CRISPR genome editing is transforming biological research, and experimental controls are the backbone of reliable, reproducible results. In this article, we explore the essential role of CRISPR controls and supporting reagents in optimizing editing efficiency, troubleshooting workflows, and ensuring consistency across experiments. Whether you're editing immortalized cells, iPSCs, or primary cells, CRISPR positive and negative controls are key to unlocking the full potential of your gene editing experiments.
Why CRISPR Controls Matter
CRISPR controls are not just “nice to have”—they are fundamental to every step of a genome editing experiment:
- Optimization: Use controls to fine-tune transfection parameters and editing protocols across different cell types and workflows.

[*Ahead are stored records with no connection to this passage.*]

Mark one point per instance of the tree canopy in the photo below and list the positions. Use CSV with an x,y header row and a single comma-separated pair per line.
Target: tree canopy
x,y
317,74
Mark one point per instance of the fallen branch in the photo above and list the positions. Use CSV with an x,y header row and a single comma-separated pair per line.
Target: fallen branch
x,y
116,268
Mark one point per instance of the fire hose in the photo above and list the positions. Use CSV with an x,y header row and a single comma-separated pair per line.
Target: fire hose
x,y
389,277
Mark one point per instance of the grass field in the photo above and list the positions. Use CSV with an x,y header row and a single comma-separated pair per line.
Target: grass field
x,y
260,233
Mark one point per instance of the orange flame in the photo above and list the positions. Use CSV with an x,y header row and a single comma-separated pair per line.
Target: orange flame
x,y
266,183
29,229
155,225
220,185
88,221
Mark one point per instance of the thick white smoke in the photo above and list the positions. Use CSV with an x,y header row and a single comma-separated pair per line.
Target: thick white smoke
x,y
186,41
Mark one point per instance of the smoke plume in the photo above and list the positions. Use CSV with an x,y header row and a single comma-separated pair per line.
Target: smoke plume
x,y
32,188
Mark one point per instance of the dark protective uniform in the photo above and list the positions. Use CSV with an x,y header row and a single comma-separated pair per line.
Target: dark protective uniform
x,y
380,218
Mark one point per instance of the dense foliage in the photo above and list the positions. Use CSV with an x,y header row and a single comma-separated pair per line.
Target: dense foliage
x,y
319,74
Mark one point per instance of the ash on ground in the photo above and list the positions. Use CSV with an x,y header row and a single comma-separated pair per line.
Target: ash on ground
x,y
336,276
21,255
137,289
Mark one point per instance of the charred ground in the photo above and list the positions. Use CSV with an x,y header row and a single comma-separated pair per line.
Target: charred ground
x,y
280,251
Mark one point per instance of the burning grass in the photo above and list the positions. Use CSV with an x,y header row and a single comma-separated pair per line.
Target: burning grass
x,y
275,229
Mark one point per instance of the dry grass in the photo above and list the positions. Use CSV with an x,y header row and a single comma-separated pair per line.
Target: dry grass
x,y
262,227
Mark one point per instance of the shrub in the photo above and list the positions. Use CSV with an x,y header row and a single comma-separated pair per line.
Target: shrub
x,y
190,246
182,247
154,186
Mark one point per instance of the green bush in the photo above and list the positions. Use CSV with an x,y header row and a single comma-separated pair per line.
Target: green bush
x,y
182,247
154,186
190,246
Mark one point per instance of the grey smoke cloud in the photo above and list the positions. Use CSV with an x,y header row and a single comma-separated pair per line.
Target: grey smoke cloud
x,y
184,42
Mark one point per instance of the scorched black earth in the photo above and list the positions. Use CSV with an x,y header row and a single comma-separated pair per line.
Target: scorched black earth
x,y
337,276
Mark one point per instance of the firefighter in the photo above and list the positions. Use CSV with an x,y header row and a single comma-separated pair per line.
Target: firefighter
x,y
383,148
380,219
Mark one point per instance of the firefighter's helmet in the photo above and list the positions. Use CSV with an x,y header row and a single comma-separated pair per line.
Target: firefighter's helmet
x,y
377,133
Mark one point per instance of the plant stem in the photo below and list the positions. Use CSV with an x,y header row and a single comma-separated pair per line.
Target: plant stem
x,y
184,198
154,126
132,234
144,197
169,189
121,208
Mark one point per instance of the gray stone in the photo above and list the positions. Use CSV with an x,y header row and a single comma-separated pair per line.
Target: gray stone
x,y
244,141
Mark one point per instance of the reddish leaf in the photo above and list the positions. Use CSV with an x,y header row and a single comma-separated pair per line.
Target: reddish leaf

Controls help establish optimal conditions before investing in gene-specific reagents.
- Assay Development: Optimize transfection conditions and editing performance before targeting your gene of interest.
- Screening and Validation: Confirm editing efficiency and distinguish true biological effects from technical artifacts.
- Troubleshooting: Identify potential problems with delivery, reagent performance, or cell health.
Without appropriate controls, even the most promising CRISPR screen can yield ambiguous or misleading results.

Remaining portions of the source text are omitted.